DN/HP
@DN_HP
2025年2月19日

クローム襲撃
ウィリアム・ギブソン,
浅倉久志
かつて読んだ
また読みたい
サイバーパンク
ウィリアム・ギブスンの短篇集の最初の一篇、黒丸尚訳の「記憶屋ジョニイ」がサイバーパンクだった。とは言いつつもそれは断片的な情報からわたしがイメージしていたサイバーパンクなので、実際の定義とは齟齬があるかもしれないけれど。
わたしの読解力やイマジネーションの問題もあるかもしれないけれど、「映像が浮かぶよう」と言われるような文章よりも、映像が浮かぶ間も無く文章自体のドライヴ感やグルーヴに急き立てられて読み進めてしまうような、あるいはその文字列自体の美しさ、クールさに感動して立ち止まってしまうような文章が好みだったりする。それらに振り落とされないように、置いていかれないようになんとか意味を掴み、文章にしがみつきながら進んでいくようなスリリングな読書がときにはしたい。黒丸訳のギブスンの文章にはそんなスリリングさと感動があった。なるほど、これがサイバーパンクか、と勝手な納得をしたのだった。

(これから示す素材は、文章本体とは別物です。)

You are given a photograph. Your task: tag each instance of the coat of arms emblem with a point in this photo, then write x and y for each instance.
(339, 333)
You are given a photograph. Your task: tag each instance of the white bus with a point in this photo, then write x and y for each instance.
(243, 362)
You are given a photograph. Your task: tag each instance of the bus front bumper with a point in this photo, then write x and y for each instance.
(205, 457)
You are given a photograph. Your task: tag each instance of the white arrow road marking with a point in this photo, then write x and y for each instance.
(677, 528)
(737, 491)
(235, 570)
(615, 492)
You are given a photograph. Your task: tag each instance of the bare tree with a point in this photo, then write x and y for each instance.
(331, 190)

そんな短編を読んでいたときに流していたのはハーレム出身のラップ・グループ、CANNIBAL OXの2枚目のアルバムで。そのタイトル「BLADE OF THE RONIN」が期せずしてサイバーパンクぽい気がした。というところから、単語で意味を、ルビで音を表現しながらテック用語に造語やスラングをスピットしフロウさせていく黒丸訳のギブスンは、ラップ・ミュージックにも近いのではないか。いやしかし、この疾走感、スピードはこの小説が書かれた80年代のパンク、つまりはハードコア・パンクのそれとも共通するものがある気もする。けれどそもそもこのパンクは音楽のそれなのか、みたいなことも考えていた。おもしろい。

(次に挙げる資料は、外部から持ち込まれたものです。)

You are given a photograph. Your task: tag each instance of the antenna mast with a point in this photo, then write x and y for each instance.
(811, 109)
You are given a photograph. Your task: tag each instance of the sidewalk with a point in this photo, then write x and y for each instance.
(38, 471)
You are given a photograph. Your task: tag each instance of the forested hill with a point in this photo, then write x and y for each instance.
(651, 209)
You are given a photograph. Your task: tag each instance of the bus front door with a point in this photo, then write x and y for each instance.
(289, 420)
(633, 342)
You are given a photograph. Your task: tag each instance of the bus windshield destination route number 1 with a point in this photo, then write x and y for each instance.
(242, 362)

何回か読んでいくうちに地の文とルビの関係性に納得と発見があったり、キャラクタや街の造形が浮かび上がってきたり、背景にある時代にも気づけたような気もしてきた。最初に衝動的に感動して、何度も繰り返すうちに新たな魅力にも気がついていく、というのはこれも音楽に近いのかもしれない。受動的から能動的に変わっていく音楽的な読書。これもサイバーパンクぽい。ちょっと違うかもしれない。とはいえ、この一編はめちゃくちゃ楽しめた。まだ楽しめる気がしている。